He could feel the perspiration coating both their bodies now. Her nails were digging into his thigh, a sharp little pain to keep him centered amid the pleasure.
“Are you ready for me, Chay? I’m going to take you hard. I’m going to take you so hard and deep you’ll think you’re dying. Then, before the last tremor is gone, I’m going to take you again. Over and over again, until you feel all that love burning and heating inside you. You hear me, sweetheart? We’re going to find all that love.”
She cried out his name. The sound of her voice, dazed and thick with the pleasure he was giving her, was almost, just almost, enough to send him over the edge right then. He had to clench his teeth, had to fight to hold back his release. But he knew holding back wasn’t going to happen for long.
Gripping her hips firmly, he began to move. He started slow and easy, but slow and easy wasn’t what either of them needed. She needed to burn through her pain and he needed to guide her through the heat. He needed to feel her come apart around him, shattering with the ecstasy as she shattered with hers.

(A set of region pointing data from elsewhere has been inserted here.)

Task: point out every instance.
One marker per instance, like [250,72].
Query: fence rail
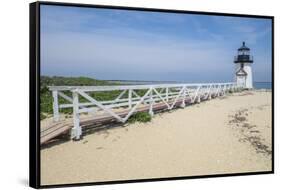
[131,98]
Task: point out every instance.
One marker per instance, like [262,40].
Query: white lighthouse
[243,67]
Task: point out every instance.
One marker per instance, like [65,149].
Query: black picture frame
[34,93]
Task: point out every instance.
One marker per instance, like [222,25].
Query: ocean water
[262,85]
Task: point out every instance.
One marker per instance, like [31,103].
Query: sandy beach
[230,134]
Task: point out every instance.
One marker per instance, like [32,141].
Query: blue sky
[136,45]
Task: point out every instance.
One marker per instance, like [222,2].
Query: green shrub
[142,117]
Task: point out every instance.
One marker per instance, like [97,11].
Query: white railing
[130,98]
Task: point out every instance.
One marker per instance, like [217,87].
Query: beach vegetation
[142,117]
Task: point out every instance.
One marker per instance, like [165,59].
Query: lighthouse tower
[243,67]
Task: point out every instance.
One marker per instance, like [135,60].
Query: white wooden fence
[130,98]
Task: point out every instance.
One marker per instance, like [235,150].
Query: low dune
[230,134]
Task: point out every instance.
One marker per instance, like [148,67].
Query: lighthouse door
[241,81]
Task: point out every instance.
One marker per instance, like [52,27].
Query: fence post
[210,93]
[55,105]
[151,102]
[184,96]
[130,98]
[167,94]
[199,95]
[76,131]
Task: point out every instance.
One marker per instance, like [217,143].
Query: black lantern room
[243,55]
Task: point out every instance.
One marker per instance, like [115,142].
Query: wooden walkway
[59,128]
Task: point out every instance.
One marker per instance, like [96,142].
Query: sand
[224,135]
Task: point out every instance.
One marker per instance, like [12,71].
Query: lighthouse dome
[243,47]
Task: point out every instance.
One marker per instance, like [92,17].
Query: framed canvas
[123,94]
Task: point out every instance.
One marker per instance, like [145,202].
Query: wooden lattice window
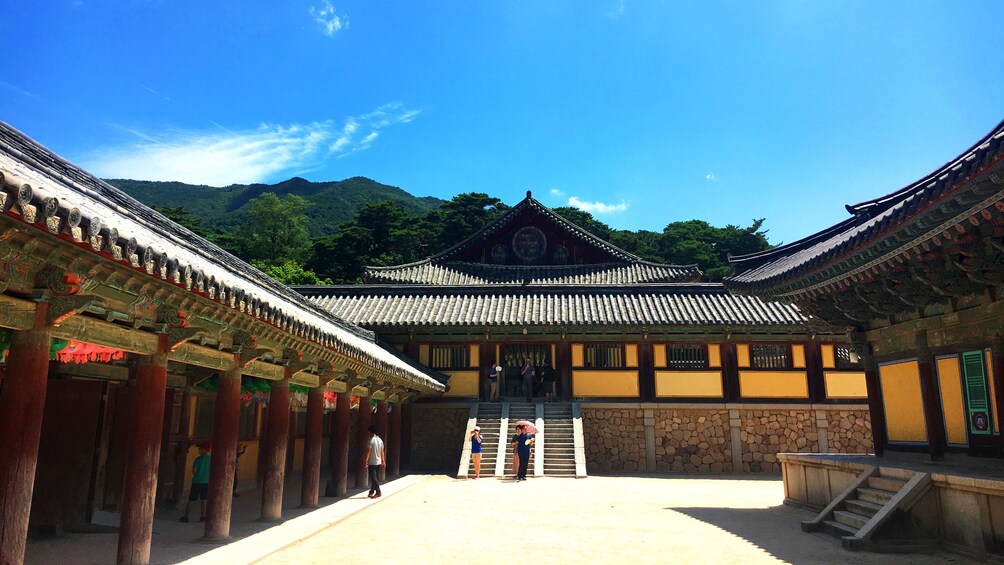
[450,356]
[604,355]
[770,356]
[843,359]
[687,356]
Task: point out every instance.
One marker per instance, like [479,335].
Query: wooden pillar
[311,449]
[934,415]
[407,410]
[382,430]
[339,443]
[144,458]
[563,358]
[361,443]
[647,371]
[22,400]
[224,456]
[997,374]
[394,448]
[730,371]
[813,371]
[276,442]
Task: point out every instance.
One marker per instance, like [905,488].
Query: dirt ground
[596,520]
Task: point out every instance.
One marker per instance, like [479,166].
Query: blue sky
[643,112]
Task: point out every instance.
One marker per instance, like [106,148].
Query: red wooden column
[362,443]
[382,430]
[21,404]
[276,439]
[394,446]
[144,456]
[311,449]
[224,455]
[339,443]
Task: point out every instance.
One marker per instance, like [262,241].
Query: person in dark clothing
[522,444]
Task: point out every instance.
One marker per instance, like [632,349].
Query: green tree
[276,230]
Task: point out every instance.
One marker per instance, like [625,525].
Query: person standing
[476,442]
[200,482]
[522,444]
[526,379]
[494,372]
[375,459]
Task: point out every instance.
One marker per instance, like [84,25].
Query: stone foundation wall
[693,441]
[717,438]
[614,439]
[438,437]
[849,432]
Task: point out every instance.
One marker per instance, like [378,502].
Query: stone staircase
[517,411]
[490,420]
[559,440]
[867,504]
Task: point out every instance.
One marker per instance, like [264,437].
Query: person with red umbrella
[521,445]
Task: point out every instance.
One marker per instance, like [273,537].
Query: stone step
[887,484]
[850,519]
[874,496]
[862,508]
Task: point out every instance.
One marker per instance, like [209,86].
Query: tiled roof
[653,305]
[170,252]
[871,222]
[458,273]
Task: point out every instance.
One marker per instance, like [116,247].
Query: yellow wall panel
[743,354]
[622,383]
[474,359]
[953,404]
[845,384]
[463,383]
[773,384]
[828,356]
[993,393]
[798,355]
[703,384]
[901,391]
[659,354]
[714,355]
[631,355]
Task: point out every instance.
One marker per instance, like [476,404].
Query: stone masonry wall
[614,439]
[764,434]
[693,441]
[717,439]
[849,432]
[438,438]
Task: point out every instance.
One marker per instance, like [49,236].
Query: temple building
[127,340]
[695,378]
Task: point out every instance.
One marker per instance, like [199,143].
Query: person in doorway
[200,482]
[526,379]
[476,442]
[494,372]
[522,444]
[375,459]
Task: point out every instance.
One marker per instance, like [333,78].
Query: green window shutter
[977,393]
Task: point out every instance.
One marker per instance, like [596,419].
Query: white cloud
[224,157]
[597,207]
[329,21]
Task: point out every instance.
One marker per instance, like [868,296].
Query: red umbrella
[528,427]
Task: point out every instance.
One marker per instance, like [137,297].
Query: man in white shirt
[375,459]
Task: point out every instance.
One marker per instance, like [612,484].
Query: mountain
[224,207]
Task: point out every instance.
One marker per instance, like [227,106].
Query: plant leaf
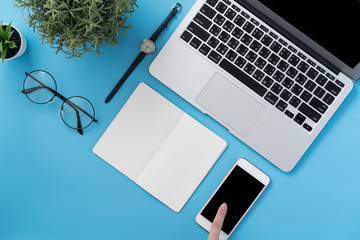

Within seconds, the thrusts built. He was slamming against her, burying his cock inside her with blinding, furious strokes as she begged for more. For harder. Harder, stronger, until he heard her wail fill his head and felt her pussy, like a fist tightening on his cock, milking it, pulling his release from him, tearing through him with fire and lightning.
“Ah hell!” He barely recognized his own voice. “Chay. Ah God, baby, yes, take it. Take all of me.”
He poured himself into her as he felt the contractions of her pussy spill her release around him. Deep, violent spurts of semen tore from the head of his cock, the racing pleasure tearing through his body as he thrust against her, buried himself deeper, and felt stars exploding in his head as she cried out his name.
He collapsed over her, his knees weak, and damn if he wasn’t starting to feel as exhausted as she had looked earlier.
The contractions flexing around his cock were easing, and as he kissed her shoulder, he smiled.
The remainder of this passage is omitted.